Jed Rothwell wrote:
I wrote:
Of course remote viewing or the Jahn effects seem impossible based on
what we now know of biology and physics, but we know practically
NOTHING about biology. I can list dozens of ordinary, everyday
biological phenomena that seem utterly incredible, and which we
cannot begin to explain. They are as mysterious as cellular
reproduction was before the structure of DNA was elucidated in 1952.
Let me list one example which happens to resemble remote viewing:
coral reefs all over the Pacific ocean spawn at the same time --
almost all on the same night. How do they coordinate? That was a big
mystery until recently, but I think it has been established that "the
cue is November's full moon" plus 2 to 6 days. The details remain to
be worked out. You wonder how coral sense the moon, but in any case,
these primitive creatures "communicate" in a sense, or coordinate en
mass over thousands of kilometers, using very subtle clues.
In general I think I don't completely disagree with your view of "remote
viewing", but it's worth pointing out a couple of differences between
this kind of ESP, coral reef coordination, and nuclear control of cells.

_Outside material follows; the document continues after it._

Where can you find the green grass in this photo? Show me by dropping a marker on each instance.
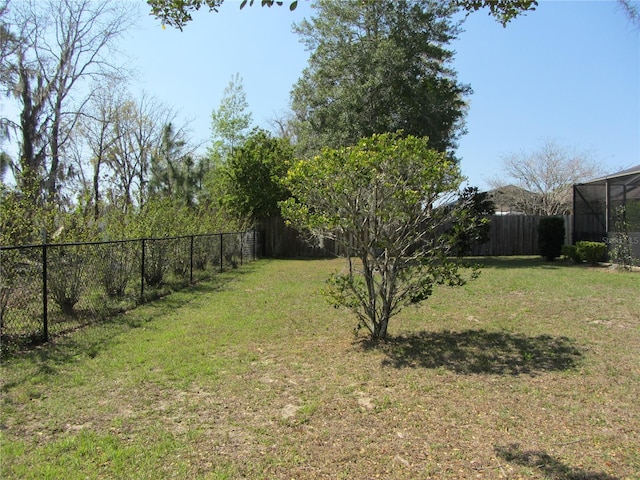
(531, 371)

Coral reef spawning time is apparently phase-locked in some way, using a
signal we had not previously identified. There is, however, nothing
especially mysterious about phase-locking to an (as yet unidentified)
external signal: evolutionarily, it's presumably an advantage for
particular corals to spawn when the main group does, so once some signal
has been "chosen" coral across the ocean will remain locked to it
indefinitely. The fact that it seems to be the moon is a surprise but
the general picture is not strange. Note that most corals live in
relatively shallow, clear water in the tropics; the notion that they can
somehow "see" the moon -- or any other light-based signal -- requires no
miraculous addition to our repertoire of things we know animals in the
sea can do, and could have been imagined (without evidence) before the
actual knowledge of what was going on was available.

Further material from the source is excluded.